For information purposes only. The views and opinions expressed here are those of the author at the time of writing and can change; they may not represent the views of Premier Miton and should not be taken as statements of fact, nor should they be relied upon for making investment decisions.
In favour; more risk
There was always going to be a peak in the interest rate cycle and expectations have moved so far, that it could even be as early as March in the US, rapidly followed by the UK and Eurozone. Clearly, there is a risk that expectation is not met, but it should not be long after that.
Furthermore, that change in outlook brought about a change in market direction and leadership. Bond yields fell sharply from the latter part of October to year end and equity markets were strong. Within equities medium and smaller companies’ prices started performing, particularly in the UK, property companies rallied strongly, and the alternatives sector improved as well.

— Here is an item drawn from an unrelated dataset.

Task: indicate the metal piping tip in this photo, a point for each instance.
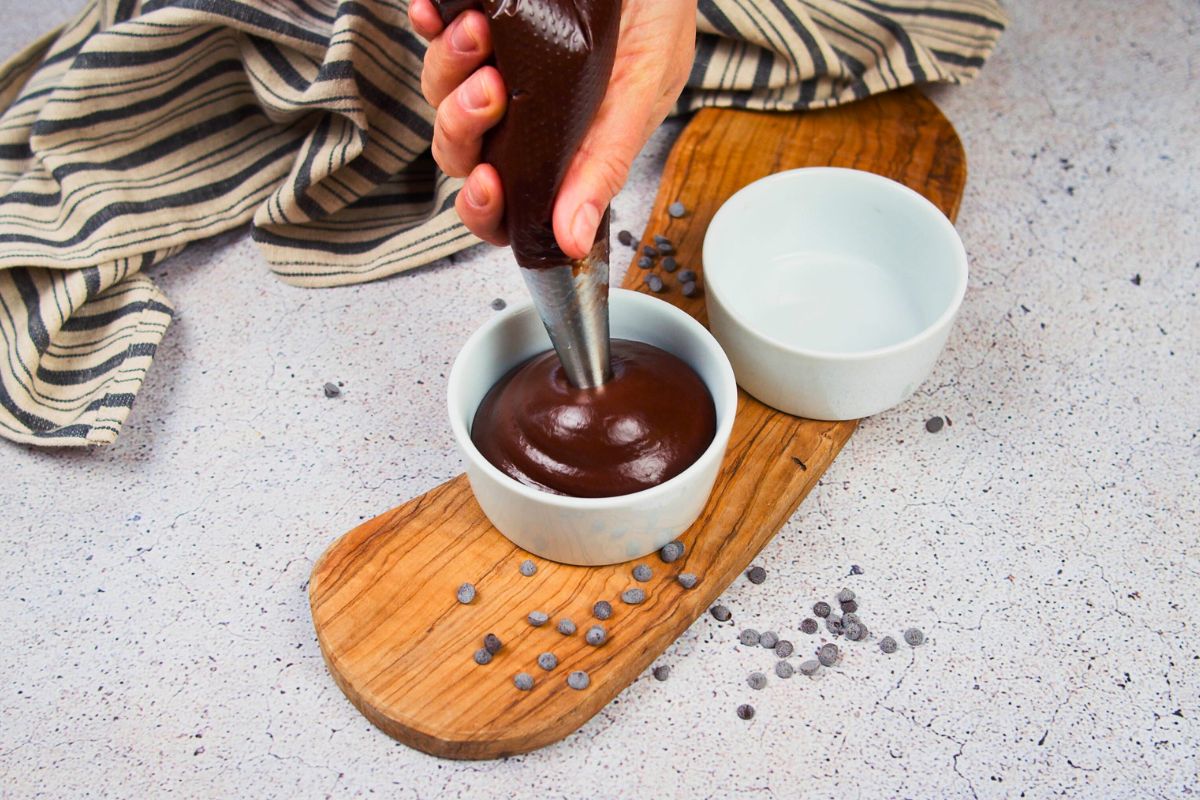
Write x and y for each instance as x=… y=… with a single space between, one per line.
x=573 y=302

After a tough period for the Diversified funds’ returns through 2023, the final quarter showed improvement as a result of the market moves; the portfolios showed the sensitivity we expected. However, we waited until December to make an asset allocation change. We sought a higher level of surety that the peak in interest rates was approaching and the Fed’s “pivot” in December provided that.
We reduced the target weight for cash by 2% and added that to the equity weighting, specifically the global ex-UK portfolio. The UK equity portfolio weighting is at a level it has not been historically, and the funds have sufficient sensitivity to UK medium and small sized companies. Meanwhile the global ex-UK portfolio is well balanced by sector, a healthy weighting in the US and little “magnificent 7” exposure. The Diversified Sustainable Growth Fund does not have a specific UK equity allocation, so 2% was added to the overall equity portfolio.

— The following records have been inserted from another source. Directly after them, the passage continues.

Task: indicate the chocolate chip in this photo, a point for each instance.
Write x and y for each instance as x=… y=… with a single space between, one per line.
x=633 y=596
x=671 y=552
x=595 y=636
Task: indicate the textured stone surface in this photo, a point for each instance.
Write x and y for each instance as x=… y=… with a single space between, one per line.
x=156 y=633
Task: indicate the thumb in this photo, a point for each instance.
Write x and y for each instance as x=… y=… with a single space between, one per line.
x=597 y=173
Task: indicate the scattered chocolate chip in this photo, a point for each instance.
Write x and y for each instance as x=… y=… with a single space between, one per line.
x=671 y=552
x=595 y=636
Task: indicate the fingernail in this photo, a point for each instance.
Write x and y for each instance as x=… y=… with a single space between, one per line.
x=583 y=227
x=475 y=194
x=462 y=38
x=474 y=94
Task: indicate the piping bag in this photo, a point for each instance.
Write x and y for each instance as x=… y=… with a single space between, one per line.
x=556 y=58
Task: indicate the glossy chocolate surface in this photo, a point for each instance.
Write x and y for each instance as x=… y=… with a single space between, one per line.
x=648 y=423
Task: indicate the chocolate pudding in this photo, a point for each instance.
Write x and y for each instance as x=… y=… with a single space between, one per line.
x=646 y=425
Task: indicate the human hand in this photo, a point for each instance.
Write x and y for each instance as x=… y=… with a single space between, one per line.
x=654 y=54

However, there is room for disappointment. If interest rates do not start coming down as hoped, asset prices are at risk. Therefore, we took advantage of the relative cheapness of put options at present and added a small holding in a S&P 500 Index put option to provide some protection for the equity portfolio should that happen.
It is also worth noting that, ahead of an expected increase in bond issuance in the new year, some of the less attractive bond holdings were sold or reduced in order to have cash available to take advantage of new bonds that are issued.
Out of favour; cash
With the returns on sterling, US dollar and Euro cash deposits looking set to fall through 2024, maybe starting in March, the attraction of the very low risk returns they have been providing is beginning to wane. Whilst the risk remains low, the returns are likely to fall, the opposite of what we see happening in equities.